Für die IT-technische Anbindung einer Fachdisziplin (zum Beispiel die Mechanik-Entwicklung mit M-CAD) sind aber nicht nur deren Bedürfnisse zu berücksichtigen, sondern auch die auf der interdisziplinären Kollaborationsebene. Beispielweise war die Produktgeometrie über viele Jahre nur den CAD-Usern vorbehalten und andere Mitarbeiter hatten keine Möglichkeit, sich eigenständig zu beauskunften. Möglich wurde dies durch den Einzug von 3D-Visualisierungstechnologien auf Basis von Neutralformaten wie JT oder 3D-PDF. Damit können auch andere Mitarbeiter auf die Produktgeometrie zugreifen und eine 3D-Visualisierung kann zum Beispiel Arbeitsschritte in der Elektronik oder die Software-Entwicklung erleichtern.

Im Gegensatz zur Mechanik wird in der Elektronik nicht frei von Scratch entworfen, sondern die Elektroschemata entstehen durch Auswahl von Komponenten aus einer Bibliothek, die über funktionale Verbindungen zwischen Ports verknüpft werden. Die Bibliothek der Elektronik-Komponenten ist somit eine wichtige Voraussetzung, die wegen der End-of-Life (EOL)-Abkündigungen zudem aktuell gehalten werden muss. Für Bauraum-Analysen zu Kollisionen werden häufig E-CAD/M-CAD-Kopplungen eingesetzt und Mitarbeiter ohne E-CAD können 2D/3D-Visualisierungen zu Elektronikschemas und PCBs nutzen.

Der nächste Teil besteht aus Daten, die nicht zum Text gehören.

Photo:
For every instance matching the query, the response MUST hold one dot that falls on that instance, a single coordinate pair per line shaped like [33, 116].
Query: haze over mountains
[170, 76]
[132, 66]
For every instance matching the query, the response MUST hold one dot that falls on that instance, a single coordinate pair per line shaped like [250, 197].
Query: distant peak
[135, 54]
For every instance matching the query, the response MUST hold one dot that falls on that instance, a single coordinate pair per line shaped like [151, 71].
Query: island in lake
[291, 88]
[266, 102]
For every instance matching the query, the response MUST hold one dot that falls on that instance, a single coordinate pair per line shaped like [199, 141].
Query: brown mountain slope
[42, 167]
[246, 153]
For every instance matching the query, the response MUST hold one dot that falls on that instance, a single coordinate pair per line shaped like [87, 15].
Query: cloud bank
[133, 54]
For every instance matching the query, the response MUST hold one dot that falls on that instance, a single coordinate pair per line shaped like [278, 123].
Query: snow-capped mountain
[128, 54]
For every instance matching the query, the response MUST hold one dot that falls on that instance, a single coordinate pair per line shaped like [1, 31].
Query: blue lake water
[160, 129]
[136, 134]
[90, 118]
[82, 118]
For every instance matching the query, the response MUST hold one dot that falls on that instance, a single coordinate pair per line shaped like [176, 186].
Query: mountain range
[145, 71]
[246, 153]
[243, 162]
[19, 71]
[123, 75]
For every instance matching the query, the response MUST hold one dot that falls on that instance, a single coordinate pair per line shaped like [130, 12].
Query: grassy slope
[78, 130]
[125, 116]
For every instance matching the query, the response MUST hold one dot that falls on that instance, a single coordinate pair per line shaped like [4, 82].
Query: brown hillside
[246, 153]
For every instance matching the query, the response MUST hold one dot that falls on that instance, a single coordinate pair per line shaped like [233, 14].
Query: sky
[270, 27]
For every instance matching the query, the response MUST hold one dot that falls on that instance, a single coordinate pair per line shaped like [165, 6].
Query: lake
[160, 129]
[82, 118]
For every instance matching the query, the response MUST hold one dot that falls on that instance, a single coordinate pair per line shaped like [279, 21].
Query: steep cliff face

In der Software-Entwicklung herrscht eine noch grössere Dynamik infolge der Abkehr vom sequenziellen Wasserfallprozess hin zum agilen Vorgehen, was kürzere Software-Entwicklungszeiten ermöglicht. Für das Objektmanagement der Software-Entwicklung sind neben Source Code, Build und Compiler Konfiguration auch die zugehörigen Test Cases relevant, die aus der Anforderungsstruktur abgeleitet werden.

Mechatronische Produkte und Module werden nach dem VModell entwickelt und beinhalten eine Kombination von Systemen aus Mechanik, Elektronik und Software. Systeme stellen die oberste Einflussebene externer Applikationen dar, deren Unterstruktur synchronisiert werden muss.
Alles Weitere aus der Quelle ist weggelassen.